Our school is implementing the Common Core State Standard (CCSS) which is a research-based set of learning progression detailing how students’ mathematical knowledge, skill, and understanding develop at each grade level. The standards support the development of knowledge and skills students need in order to prepare for mathematics in college, career, and in life.  These standards define what students should understand and be able to do at each grade level. The standards encourage students to solve real-world problems using the components of mathematical practices.

The Dine’ Cultural Standards was developed by the Navajo Tribe to support the instruction and revitalization of the Dine’ language and culture.  The standards are still in the development stages and are used by many schools on the Navajo Reservation.  There are only a few standards created, but are the very foundation of our tradition.

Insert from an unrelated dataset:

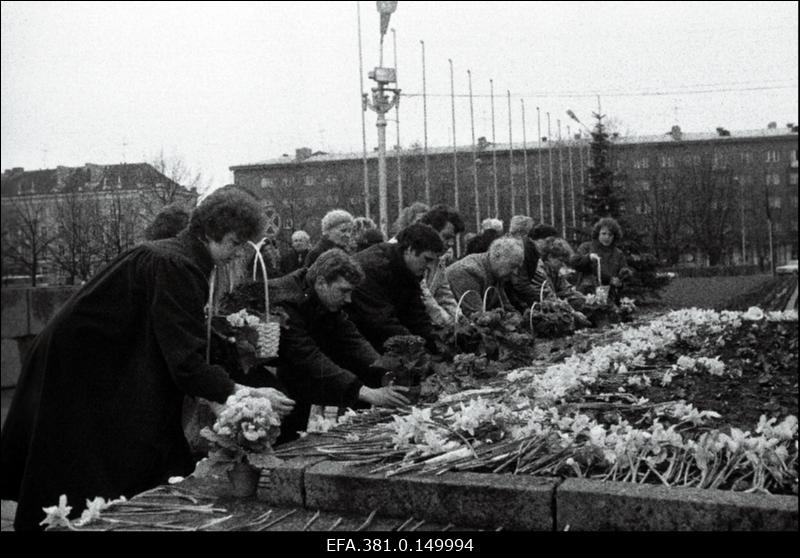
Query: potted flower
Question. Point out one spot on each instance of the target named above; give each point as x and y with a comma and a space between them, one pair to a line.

Therefore, my unit is created to support my students develop a concrete understanding of the geometry strands from the Common Core Standards integrated with the cultural relevancy using the Dine’ Cultural Standards.  The following are the list of standards addressed in this unit:

Standard 6.G Solve real-world and mathematical problems involving area and surface area.

6.G.4 Represent three-dimensional figures using nets made up of rectangles and triangles, and use the nets to find the surface area of these figures.  Apply these techniques in the context of solving real-world and mathematical problems.

Standard 7.G.6 Solve real world and mathematical problems involving area and surface area of two- and three-dimensional objects composed of quadrilaterals, polygons, cubes and right prisms.

Dine’ Standard Concept 1 Nitsahakees – Shintsahakees bee adil nishdlii doo bee adaa akonisdzin dooleel - I will engage in activities that will increase my sense of self worth.

Dine’ Standard Concept 3 – Iina – Bits aadoo bee da iinaanii baa akonisin dooleel – I will implement and recognize the Dine’ lifestyle.